Umphrey adds more local seafood business plaintiffs to BP oil spill suit

By Steve Korris | Oct 13, 2010


Beaumont lawyer Walter Umphrey has added Luck In A Bucket Bait Shop of Port Arthur and Paul's Seafood of Vidor to a federal suit over economic damages to coastal seafood businesses from the Deepwater Horizon oil spill.

On Oct. 8, he included them in an amended complaint seeking recovery of economic losses from oil rig operator BP, rig owner Transocean and other companies.

He filed it with U.S. District Judge Carl Barbier of New Orleans, who presides over oil spill cases by appointment of the U.S. Judicial Panel on Multi District Litigation.

As the Southeast Texas Record previously reported, Umphrey started the suit in Jefferson County district court in June. He wrote that "a substantial part of the events or omissions that give rise to the claim occurred in whole or in part in Jefferson County, Texas."

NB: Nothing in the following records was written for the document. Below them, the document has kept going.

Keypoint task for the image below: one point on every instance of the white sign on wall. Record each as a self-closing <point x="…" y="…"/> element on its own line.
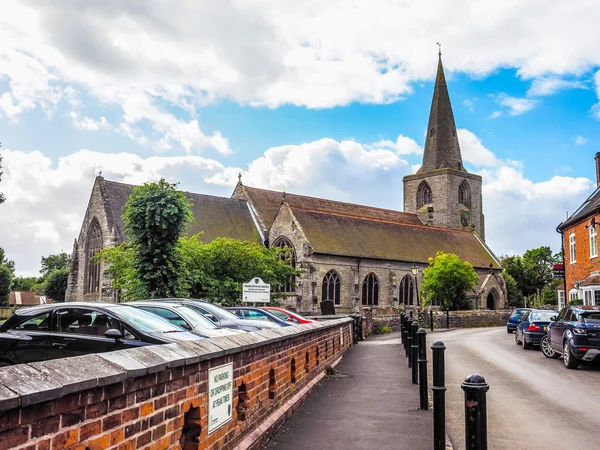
<point x="256" y="291"/>
<point x="220" y="393"/>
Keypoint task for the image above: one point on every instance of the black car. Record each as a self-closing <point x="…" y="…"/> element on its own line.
<point x="253" y="313"/>
<point x="575" y="334"/>
<point x="218" y="315"/>
<point x="70" y="329"/>
<point x="532" y="327"/>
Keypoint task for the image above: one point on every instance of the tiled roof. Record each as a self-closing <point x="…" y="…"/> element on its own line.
<point x="586" y="209"/>
<point x="215" y="216"/>
<point x="268" y="202"/>
<point x="335" y="234"/>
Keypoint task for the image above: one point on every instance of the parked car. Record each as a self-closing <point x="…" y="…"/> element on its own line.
<point x="220" y="316"/>
<point x="575" y="334"/>
<point x="532" y="327"/>
<point x="60" y="330"/>
<point x="185" y="317"/>
<point x="289" y="316"/>
<point x="253" y="313"/>
<point x="515" y="318"/>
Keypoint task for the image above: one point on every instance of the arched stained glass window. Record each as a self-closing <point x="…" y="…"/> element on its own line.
<point x="331" y="287"/>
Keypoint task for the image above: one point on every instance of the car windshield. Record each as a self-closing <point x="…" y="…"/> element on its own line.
<point x="591" y="317"/>
<point x="143" y="320"/>
<point x="196" y="318"/>
<point x="542" y="316"/>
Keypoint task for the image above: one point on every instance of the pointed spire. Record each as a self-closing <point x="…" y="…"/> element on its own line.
<point x="442" y="149"/>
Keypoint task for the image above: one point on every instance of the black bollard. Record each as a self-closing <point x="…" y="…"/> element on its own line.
<point x="475" y="389"/>
<point x="422" y="346"/>
<point x="415" y="353"/>
<point x="439" y="396"/>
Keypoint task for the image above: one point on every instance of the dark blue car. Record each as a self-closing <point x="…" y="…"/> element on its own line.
<point x="249" y="312"/>
<point x="515" y="319"/>
<point x="575" y="334"/>
<point x="532" y="327"/>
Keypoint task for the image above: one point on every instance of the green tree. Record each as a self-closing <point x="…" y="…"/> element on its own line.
<point x="446" y="281"/>
<point x="51" y="263"/>
<point x="24" y="283"/>
<point x="5" y="280"/>
<point x="515" y="296"/>
<point x="55" y="284"/>
<point x="155" y="217"/>
<point x="217" y="270"/>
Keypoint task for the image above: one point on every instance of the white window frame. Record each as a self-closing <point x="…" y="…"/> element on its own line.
<point x="593" y="242"/>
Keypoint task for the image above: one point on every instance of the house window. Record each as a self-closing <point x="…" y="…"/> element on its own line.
<point x="331" y="287"/>
<point x="370" y="294"/>
<point x="572" y="248"/>
<point x="424" y="196"/>
<point x="464" y="194"/>
<point x="93" y="246"/>
<point x="593" y="242"/>
<point x="288" y="255"/>
<point x="407" y="290"/>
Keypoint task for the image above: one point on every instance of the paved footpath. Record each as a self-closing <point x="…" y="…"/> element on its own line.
<point x="371" y="404"/>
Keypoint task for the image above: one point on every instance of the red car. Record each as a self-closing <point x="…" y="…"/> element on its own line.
<point x="284" y="314"/>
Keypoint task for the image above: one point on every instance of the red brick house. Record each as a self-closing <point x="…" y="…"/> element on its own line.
<point x="580" y="246"/>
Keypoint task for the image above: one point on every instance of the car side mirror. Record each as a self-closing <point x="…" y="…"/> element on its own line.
<point x="113" y="333"/>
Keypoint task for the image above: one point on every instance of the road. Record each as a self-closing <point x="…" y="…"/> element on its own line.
<point x="533" y="402"/>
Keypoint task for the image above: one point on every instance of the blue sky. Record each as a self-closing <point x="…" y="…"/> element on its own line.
<point x="327" y="99"/>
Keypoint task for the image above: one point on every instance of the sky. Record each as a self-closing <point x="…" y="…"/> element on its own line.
<point x="329" y="99"/>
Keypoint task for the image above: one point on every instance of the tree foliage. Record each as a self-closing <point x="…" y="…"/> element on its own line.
<point x="55" y="285"/>
<point x="155" y="217"/>
<point x="446" y="281"/>
<point x="55" y="262"/>
<point x="5" y="280"/>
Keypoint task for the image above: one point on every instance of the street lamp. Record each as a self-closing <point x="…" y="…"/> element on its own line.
<point x="415" y="271"/>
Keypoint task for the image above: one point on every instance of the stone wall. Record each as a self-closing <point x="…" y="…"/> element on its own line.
<point x="157" y="397"/>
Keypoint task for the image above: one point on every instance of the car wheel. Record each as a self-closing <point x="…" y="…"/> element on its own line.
<point x="547" y="349"/>
<point x="569" y="359"/>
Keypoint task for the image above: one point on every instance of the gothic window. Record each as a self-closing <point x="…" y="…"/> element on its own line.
<point x="289" y="256"/>
<point x="370" y="294"/>
<point x="93" y="246"/>
<point x="331" y="287"/>
<point x="464" y="194"/>
<point x="407" y="290"/>
<point x="423" y="195"/>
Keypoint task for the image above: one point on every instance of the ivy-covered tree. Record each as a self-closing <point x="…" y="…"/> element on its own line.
<point x="447" y="280"/>
<point x="155" y="217"/>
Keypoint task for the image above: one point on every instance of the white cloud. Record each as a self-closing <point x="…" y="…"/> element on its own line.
<point x="552" y="84"/>
<point x="515" y="105"/>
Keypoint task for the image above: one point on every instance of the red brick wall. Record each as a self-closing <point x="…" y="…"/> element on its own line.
<point x="146" y="408"/>
<point x="584" y="265"/>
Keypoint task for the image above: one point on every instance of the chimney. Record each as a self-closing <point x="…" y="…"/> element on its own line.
<point x="597" y="158"/>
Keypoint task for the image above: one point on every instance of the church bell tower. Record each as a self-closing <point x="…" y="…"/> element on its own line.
<point x="442" y="193"/>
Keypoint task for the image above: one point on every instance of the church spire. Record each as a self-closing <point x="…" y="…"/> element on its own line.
<point x="441" y="145"/>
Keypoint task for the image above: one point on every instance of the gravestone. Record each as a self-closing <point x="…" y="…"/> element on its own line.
<point x="327" y="308"/>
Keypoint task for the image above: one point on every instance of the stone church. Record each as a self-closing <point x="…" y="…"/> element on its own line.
<point x="355" y="255"/>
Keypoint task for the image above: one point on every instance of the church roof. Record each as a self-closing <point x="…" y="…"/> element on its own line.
<point x="442" y="150"/>
<point x="345" y="235"/>
<point x="215" y="216"/>
<point x="267" y="204"/>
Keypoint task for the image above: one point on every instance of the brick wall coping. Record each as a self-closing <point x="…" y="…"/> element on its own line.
<point x="27" y="384"/>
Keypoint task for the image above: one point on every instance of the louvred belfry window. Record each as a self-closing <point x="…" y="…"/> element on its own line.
<point x="288" y="256"/>
<point x="93" y="246"/>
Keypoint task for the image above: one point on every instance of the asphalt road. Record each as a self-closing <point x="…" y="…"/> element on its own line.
<point x="533" y="402"/>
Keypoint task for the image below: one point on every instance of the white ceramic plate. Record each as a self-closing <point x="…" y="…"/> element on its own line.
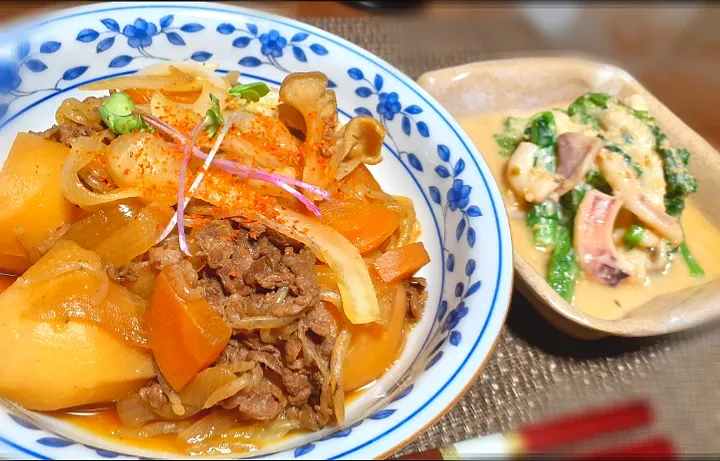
<point x="427" y="157"/>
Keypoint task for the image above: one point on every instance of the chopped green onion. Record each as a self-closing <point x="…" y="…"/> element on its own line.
<point x="117" y="113"/>
<point x="563" y="269"/>
<point x="213" y="117"/>
<point x="634" y="236"/>
<point x="250" y="91"/>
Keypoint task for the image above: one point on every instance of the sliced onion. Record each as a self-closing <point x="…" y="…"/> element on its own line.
<point x="203" y="385"/>
<point x="259" y="323"/>
<point x="133" y="411"/>
<point x="359" y="301"/>
<point x="84" y="151"/>
<point x="342" y="343"/>
<point x="173" y="397"/>
<point x="199" y="176"/>
<point x="182" y="239"/>
<point x="234" y="167"/>
<point x="332" y="297"/>
<point x="66" y="257"/>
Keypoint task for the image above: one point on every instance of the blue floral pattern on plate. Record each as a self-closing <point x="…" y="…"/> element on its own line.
<point x="120" y="37"/>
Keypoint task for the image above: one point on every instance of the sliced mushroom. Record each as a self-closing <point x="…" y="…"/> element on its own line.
<point x="527" y="181"/>
<point x="576" y="155"/>
<point x="625" y="184"/>
<point x="360" y="141"/>
<point x="306" y="93"/>
<point x="593" y="242"/>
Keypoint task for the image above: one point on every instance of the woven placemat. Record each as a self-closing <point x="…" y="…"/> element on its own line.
<point x="535" y="371"/>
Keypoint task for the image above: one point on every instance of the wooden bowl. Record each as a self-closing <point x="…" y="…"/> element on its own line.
<point x="524" y="84"/>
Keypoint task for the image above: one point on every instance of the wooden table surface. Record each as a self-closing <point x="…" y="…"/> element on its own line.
<point x="673" y="50"/>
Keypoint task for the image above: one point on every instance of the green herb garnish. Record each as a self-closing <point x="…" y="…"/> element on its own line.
<point x="634" y="236"/>
<point x="511" y="135"/>
<point x="117" y="113"/>
<point x="213" y="117"/>
<point x="250" y="91"/>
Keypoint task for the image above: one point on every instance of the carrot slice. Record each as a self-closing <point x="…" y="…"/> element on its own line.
<point x="366" y="225"/>
<point x="6" y="281"/>
<point x="185" y="336"/>
<point x="401" y="263"/>
<point x="139" y="96"/>
<point x="375" y="347"/>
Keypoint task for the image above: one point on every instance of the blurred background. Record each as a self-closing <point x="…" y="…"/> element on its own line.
<point x="673" y="49"/>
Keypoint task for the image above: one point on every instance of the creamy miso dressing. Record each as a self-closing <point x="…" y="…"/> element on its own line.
<point x="592" y="297"/>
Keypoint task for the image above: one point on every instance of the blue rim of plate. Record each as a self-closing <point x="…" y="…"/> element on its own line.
<point x="504" y="247"/>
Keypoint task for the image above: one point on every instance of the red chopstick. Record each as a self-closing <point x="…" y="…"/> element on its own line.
<point x="655" y="448"/>
<point x="576" y="427"/>
<point x="544" y="436"/>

The plaintiff roster didn't quite bear that out.

Except for lead plaintiff Floyd, Floyd, Pearce of Beaumont, a limited partnership, and Ricky Lane and Lane's bait shop of Port Arthur, no other plaintiff had its principal place of business in Jefferson County.

Partnership operators Bret Floyd of Pearland, in Brazoria County, and Floyd Landry of Spring, in Harris County, claimed damages as individuals.

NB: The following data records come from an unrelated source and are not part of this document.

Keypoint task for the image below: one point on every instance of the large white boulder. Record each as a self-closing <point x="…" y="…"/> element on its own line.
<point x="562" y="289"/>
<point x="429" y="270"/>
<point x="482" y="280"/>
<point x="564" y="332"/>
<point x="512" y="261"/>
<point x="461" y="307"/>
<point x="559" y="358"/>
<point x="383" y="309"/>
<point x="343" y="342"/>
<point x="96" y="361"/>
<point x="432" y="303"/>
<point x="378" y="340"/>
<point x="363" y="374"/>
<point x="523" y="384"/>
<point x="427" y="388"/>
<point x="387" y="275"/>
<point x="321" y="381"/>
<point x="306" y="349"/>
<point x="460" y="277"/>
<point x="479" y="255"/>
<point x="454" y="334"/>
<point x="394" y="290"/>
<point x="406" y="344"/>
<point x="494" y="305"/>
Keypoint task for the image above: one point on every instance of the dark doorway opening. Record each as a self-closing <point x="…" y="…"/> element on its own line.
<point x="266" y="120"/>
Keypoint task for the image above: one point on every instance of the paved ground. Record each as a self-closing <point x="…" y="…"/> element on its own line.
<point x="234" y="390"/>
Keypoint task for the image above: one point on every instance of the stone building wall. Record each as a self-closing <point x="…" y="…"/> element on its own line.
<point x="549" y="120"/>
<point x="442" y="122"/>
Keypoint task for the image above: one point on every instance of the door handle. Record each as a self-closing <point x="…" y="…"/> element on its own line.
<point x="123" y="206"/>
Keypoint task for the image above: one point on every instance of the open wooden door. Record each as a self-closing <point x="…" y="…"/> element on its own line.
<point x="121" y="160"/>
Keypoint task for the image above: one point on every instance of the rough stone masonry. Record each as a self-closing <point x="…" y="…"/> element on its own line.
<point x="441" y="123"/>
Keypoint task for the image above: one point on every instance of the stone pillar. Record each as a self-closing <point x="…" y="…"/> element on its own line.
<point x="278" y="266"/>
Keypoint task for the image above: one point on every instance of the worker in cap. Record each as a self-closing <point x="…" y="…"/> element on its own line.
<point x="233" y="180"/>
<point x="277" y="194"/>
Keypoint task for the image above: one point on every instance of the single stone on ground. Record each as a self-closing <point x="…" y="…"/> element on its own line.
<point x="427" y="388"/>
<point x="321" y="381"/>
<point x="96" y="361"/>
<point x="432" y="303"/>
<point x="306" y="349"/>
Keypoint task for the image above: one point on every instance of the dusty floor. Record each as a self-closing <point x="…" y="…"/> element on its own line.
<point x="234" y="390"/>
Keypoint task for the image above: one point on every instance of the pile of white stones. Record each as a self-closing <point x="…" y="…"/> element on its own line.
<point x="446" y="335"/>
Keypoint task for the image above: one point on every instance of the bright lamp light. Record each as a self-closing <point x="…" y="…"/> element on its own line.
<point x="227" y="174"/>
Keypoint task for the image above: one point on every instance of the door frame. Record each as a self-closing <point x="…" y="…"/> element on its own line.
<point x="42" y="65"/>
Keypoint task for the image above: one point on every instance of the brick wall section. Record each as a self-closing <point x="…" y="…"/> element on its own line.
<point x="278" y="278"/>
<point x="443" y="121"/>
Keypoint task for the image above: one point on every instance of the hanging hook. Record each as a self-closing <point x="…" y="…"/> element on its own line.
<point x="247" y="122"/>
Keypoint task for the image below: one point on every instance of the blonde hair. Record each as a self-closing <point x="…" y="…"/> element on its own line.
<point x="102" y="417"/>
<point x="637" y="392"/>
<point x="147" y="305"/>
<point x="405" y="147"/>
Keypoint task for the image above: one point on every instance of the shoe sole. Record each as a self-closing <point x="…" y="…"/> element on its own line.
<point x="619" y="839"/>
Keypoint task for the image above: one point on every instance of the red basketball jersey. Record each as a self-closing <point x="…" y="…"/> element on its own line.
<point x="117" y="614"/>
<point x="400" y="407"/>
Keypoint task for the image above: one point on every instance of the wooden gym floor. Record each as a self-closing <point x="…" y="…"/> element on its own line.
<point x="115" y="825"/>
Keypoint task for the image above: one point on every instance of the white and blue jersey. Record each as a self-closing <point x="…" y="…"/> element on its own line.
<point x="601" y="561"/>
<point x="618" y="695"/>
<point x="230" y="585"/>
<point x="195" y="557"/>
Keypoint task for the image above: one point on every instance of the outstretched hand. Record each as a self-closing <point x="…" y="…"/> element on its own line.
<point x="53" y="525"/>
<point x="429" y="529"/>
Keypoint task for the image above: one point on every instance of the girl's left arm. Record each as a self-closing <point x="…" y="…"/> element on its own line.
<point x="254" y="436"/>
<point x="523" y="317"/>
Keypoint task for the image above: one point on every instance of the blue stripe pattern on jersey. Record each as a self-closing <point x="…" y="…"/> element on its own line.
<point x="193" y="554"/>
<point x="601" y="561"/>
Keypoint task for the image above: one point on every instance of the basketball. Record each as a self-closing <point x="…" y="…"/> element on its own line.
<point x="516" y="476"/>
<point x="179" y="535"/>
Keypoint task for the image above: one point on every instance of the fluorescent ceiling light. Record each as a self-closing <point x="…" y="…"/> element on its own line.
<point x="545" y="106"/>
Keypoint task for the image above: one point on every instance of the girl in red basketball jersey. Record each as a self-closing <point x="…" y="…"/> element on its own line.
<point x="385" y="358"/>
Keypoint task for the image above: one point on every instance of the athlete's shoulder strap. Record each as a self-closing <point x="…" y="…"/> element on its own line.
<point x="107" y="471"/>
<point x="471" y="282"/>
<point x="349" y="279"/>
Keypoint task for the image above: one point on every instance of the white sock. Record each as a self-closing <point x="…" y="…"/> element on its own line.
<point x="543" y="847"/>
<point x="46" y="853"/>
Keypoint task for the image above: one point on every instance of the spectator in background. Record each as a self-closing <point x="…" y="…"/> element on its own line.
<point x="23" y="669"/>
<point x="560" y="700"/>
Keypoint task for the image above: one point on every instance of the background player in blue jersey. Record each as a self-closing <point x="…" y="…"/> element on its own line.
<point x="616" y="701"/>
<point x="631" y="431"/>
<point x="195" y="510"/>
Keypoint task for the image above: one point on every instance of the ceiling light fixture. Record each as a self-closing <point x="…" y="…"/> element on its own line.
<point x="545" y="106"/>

They also claimed damages at Floyd's Cajun Seafood House of Webster, in Harris County, Floyd's Cajun Seafood and Texas Steakhouse of Pearland, and Coastline Seafood International of Webster.

Umphrey also claimed damages on behalf of Catfish Cabin and owner Tim James of Lumberton, in Hardin County.

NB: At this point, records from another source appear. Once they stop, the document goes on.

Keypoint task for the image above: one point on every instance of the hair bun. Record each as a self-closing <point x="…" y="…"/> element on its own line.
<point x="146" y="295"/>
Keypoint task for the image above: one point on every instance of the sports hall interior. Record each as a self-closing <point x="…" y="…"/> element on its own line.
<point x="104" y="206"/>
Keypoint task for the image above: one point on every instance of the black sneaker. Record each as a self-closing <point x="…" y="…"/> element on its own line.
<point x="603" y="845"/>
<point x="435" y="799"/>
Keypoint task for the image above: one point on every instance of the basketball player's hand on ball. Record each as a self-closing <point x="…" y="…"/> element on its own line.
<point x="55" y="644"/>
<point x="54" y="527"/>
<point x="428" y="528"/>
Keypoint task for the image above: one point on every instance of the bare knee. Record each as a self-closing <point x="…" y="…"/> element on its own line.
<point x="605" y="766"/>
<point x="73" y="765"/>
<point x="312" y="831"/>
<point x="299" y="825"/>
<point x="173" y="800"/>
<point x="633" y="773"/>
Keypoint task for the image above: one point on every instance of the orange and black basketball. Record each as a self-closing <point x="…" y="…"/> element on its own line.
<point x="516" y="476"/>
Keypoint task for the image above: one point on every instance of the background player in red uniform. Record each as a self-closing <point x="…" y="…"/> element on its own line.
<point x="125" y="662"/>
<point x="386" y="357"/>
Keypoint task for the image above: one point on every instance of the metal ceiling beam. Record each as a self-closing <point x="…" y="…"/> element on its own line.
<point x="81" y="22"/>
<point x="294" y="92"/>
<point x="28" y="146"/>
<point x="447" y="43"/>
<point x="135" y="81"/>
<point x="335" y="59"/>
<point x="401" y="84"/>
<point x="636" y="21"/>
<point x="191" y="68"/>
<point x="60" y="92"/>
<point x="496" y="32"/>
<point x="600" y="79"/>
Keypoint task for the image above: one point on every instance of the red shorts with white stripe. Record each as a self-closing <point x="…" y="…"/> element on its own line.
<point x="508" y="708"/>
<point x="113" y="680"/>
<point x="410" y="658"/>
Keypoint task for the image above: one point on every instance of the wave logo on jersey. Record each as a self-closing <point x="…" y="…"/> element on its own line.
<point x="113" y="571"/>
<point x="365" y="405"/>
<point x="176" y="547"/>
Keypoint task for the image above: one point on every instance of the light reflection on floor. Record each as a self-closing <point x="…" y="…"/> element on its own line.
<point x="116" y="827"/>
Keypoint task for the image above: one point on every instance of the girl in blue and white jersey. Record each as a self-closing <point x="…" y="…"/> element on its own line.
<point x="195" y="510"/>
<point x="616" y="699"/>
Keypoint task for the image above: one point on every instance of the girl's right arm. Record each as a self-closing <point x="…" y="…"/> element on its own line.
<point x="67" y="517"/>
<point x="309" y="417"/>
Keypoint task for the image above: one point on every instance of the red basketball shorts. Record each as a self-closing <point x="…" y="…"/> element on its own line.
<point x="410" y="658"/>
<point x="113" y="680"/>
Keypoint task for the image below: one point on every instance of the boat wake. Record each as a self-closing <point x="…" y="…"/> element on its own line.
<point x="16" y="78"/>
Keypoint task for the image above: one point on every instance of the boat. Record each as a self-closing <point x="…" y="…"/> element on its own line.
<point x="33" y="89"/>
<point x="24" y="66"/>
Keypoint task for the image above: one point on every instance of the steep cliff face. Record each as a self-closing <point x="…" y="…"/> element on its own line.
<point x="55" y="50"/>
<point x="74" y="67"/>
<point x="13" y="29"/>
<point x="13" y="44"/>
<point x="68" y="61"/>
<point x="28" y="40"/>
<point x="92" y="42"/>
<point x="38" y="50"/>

Tim and Rebecca Berryman, owners of Catfish Cabin at Jasper, in Jasper County, also claimed damages.

So did Big Johnson's Charters of Mobile County, Ala., and owners Jeremy Johnson of Houston and Nicholas Johnson of Marietta, Ga.

Cameron International, supplier of blowout prevention services at the rig, removed the suit to federal court in Beaumont in July. Cameron argued the suit must proceed under federal laws that generally govern oil spills and specifically govern the continental shelf, where the rig exploded.

Umphrey moved to amend the complaint, writing that he would add plaintiffs.

On Sept. 21, multi district judges in Washington transferred the case to Barbier.

Umphrey then amended the complaint to assert claims for Paul Malin of Orange and his seafood business in Vidor in Orange County.

Umphrey's new complaint didn't bring his allegations up to date.

"At the time of this filing, the wellhead has not been capped and the flow of oil continues unabated into the Gulf waters," he wrote.

He wrote that a relief well might take months to complete.

A three foot wave would lift the slick over barriers, he wrote, and he warned that the Gulf experienced 7- to 10-foot swells over the past days.

"May is spawning season for some sea life and migration time for the young of some species of shrimp and various pelagic fish," he wrote.

His clients seek to recover lost profits, earnings, and earning capacity.

They seek more than $150,000 for pain and suffering, plus punitive damages.